Imagine sitting in a rowing boat on a lake, stationary in still water, with no currents or other considerations. The sole power source is you. You dip the oars into the water and heave back on the oars which are being offered huge resistance by the still water and the fact the boat isn't moving. This generates huge torque which allows you to get the boat moving quickly with each pull on the oars. As the speed of the boat picks up though, the resistance offered by the water to the oars becomes far less and you have to work much harder and row faster to generate sufficient power to keep the boat accelerating due to the reduced torque.

Torque is something you definitely feel from the drivers seat and you know when you've got it and when you haven't.

I agree sub 7 seconds is pretty good for a diesel when you consider a lot of 2 litre petrol hot hatches are around the 6.5 secs mark.


----------



## igotone (Mar 10, 2010)

TT20TDI said:


> Let's play nice here - I might be wrong here but sub 7 seconds 0-60 isn't that bad is it for an oil burner, can someone explain torque to me & what effect it has.


Imagine sitting in a rowing boat on a lake, stationary in still water, with no currents or other considerations. The sole power source is you. You dip the oars into the water and heave back on the oars which are being offered huge resistance by the still water and the fact the boat isn't moving. This generates huge torque which allows you to get the boat moving quickly with each pull on the oars. As the speed of the boat picks up though, the resistance offered by the water to the oars becomes far less and you have to work much harder and row faster to generate sufficient power to keep the boat accelerating due to the reduced torque.

Torque is something you definitely feel from the drivers seat and you know when you've got it and when you haven't.

I agree sub 7 seconds is pretty good for a diesel when you consider a lot of 2 litre petrol hot hatches are around the 6.5 secs mark.


----------



## Nyxx (May 1, 2012)

My Son has a 60 plate 2.0L TDI, I have a 60 plate 2.0L FWD petrol.

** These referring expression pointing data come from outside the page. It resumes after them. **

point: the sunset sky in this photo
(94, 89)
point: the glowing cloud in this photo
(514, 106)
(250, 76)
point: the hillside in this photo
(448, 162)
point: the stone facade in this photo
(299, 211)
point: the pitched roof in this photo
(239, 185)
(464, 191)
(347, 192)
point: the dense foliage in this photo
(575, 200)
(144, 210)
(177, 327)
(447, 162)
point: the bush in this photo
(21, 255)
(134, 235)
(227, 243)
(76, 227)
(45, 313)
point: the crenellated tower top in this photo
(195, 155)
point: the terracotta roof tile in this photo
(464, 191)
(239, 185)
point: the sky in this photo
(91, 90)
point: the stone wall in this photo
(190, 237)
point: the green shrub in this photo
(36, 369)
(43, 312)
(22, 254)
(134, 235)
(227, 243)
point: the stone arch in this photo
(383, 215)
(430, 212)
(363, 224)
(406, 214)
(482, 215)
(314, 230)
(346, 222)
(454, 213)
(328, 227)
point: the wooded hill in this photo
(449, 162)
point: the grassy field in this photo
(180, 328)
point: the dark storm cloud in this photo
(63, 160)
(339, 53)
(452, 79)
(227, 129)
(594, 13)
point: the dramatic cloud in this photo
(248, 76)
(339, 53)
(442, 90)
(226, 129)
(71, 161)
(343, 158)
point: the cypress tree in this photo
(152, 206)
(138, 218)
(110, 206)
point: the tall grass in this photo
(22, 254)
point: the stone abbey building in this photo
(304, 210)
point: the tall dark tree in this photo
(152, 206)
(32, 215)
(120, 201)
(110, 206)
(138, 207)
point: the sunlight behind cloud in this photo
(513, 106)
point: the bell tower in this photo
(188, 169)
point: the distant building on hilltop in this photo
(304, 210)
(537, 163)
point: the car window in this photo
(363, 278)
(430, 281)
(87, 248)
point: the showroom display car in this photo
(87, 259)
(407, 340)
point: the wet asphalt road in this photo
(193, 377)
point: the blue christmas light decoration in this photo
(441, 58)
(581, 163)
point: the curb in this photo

I've driven both, we have both had a play and we both agree that one is faster than the other. But really is it about that, my son what's MPG and would not have my car, I don't need MPG and would not have a TDI. How much faster is the FWD over the TDI, off the line 4WD is great, but it's just not so fast, is it slow? no, is it easy to overtake, well you have to me giving it sum. 170 BHP in a light body and 4WD is not to be sniffed at, it's a great car but 170 BHP v 211BHP (when on a rolling road they seem to have 220-230BHP). So it's not hard to see why.

The TDI is a great TT and it does have it's place in the range, sum 42% of TT sales. 50+MPG if you do the miles is a winner.

If your talking about map's on a TDI what about a map on a 211?......Horses for coursers.


----------



## Pale Rider (Nov 15, 2011)

I think you're all slightly missing the point. Say you had a long journey to make and you had the option of a TDi or TTS (or even a TFSi) - and you didn't have to pay for the fuel, which would you take? You'd take the petrol version because it sounds better and is more fun to drive (although if fun is the main requirement, I'm not sure that the TT would be the best option anyway). But you wouldn't take it because you'd get there any quicker because you probably wouldn't, for the simple reason that there's a limit to how much power you can use on the road and the TDi has more than enough.

You have to bear in mind that 0-60 figures are not a good indicator of how fast a car is on the road, where a lot of time is spent in stop start driving and speed limits. In these conditions, where you can't keep the high revving petrol engine at its power peak, it doesn't deliver its full performance - unlike on a track. You also can't get the full performance out of the TDi but, because it works at lower rpm, you get a greater percentage of the TDi's performance for obvious reasons. It's also more discreet because it delivers its maximum power without any fuss - in the petrol versions it's pretty obvious that you're trying by the engine note.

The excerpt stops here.